2, analysis configuration message file, the different value that is provided with according to function Function item in the configuration file produces different data sources, comprises that keyword set, text to be matched or both produce simultaneously.

2.1 function Function item is 1, then should generate keyword set, the characteristic of keyword set is given by the corresponding entry in the configuration file, and the keyword set of generation saves as binary file, filename is that the patternfile parameter is given in the configuration file, is defaulted as pattern.cfg.
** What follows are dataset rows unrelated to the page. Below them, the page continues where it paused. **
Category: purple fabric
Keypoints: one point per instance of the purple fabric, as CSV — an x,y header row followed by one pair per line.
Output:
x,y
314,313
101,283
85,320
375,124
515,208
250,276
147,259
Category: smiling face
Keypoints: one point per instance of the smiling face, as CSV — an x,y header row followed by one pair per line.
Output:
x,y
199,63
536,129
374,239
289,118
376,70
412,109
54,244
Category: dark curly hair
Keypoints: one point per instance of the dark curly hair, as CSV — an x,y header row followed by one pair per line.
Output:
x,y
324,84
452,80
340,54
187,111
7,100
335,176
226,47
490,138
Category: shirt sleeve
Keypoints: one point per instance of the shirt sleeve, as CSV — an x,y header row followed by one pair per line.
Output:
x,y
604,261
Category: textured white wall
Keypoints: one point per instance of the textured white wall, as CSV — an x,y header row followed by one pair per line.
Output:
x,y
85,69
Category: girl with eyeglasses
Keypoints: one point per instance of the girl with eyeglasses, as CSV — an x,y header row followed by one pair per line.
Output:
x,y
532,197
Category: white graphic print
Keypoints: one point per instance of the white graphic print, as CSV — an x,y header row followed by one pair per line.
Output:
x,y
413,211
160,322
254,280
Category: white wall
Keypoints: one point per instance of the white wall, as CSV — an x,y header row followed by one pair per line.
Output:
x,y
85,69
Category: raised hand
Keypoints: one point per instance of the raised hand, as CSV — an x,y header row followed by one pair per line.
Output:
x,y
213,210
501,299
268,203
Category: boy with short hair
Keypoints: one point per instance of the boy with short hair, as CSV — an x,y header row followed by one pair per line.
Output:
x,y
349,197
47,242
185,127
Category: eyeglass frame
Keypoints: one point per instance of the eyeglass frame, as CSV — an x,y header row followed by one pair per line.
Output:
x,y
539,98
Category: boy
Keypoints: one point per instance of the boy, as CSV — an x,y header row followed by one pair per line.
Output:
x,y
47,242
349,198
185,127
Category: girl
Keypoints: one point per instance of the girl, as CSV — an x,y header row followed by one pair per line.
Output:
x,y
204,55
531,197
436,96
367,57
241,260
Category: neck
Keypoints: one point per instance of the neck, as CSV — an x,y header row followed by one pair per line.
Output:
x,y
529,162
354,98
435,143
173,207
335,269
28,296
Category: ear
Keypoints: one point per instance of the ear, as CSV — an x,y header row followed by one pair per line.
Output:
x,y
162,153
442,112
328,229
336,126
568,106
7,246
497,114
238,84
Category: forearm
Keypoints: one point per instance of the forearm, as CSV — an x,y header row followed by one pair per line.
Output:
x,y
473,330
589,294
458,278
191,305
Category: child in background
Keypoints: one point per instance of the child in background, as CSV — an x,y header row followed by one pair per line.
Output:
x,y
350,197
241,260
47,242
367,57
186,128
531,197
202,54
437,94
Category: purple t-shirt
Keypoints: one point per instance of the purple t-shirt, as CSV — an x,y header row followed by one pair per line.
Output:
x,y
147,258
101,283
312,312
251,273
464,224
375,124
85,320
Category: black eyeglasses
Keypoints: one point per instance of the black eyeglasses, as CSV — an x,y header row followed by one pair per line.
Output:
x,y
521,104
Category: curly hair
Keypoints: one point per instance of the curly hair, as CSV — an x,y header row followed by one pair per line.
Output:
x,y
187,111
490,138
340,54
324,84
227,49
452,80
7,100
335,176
(1) have about the parameter that produces keyword set among the configuration file configure: whether character set size sigmasize, keyword number patternnum, keyword are elongated patterntype, high frequency keyword minimum length Hminlen and maximum length Hmaxlen, high frequency keyword ratio patternratio, other keyword minimum length Lminlen and maximum length Lmaxlen etc.Describe in detail below according among the configure about the method for each parameter generating keyword set of keyword set:

(1.1) judge the patterntype parameter item, whether each length keywords is elongated in this parametric representation keyword set, if patterntype is 0, the length keywords of Chan Shenging is identical so, read in the length of the value of parameter L minlen, change step (1.3) over to as keyword; If patterntype is 1, illustrate that the length keywords that requires to produce does not wait, and changes (1.2) over to and continues to read parameter;

(1.2) reading Hminlen and Hmaxlen parameter, be respectively the minimum and the maximum length of high frequency keyword, read the patternratio parameter, is the number percent that the high frequency keyword occupies in all keywords; Read Lminlen and Lmaxlen parameter,, enter next step then for the minimum of other keyword except that the high frequency keyword with to big length;

(1.3) read the sigmasize parameter and obtain the character set size (should be 1～256) that produces keyword, read the keyword number that the patternnum parameter obtains needs generation;

(1.4) according to each parameter that reads above, and the keyword set file name that provides of patternfile parameter is as the input of keyword set maker module, produce keyword set file at random, the keyword form is " keyword numbering+tab+ keyword+newline ".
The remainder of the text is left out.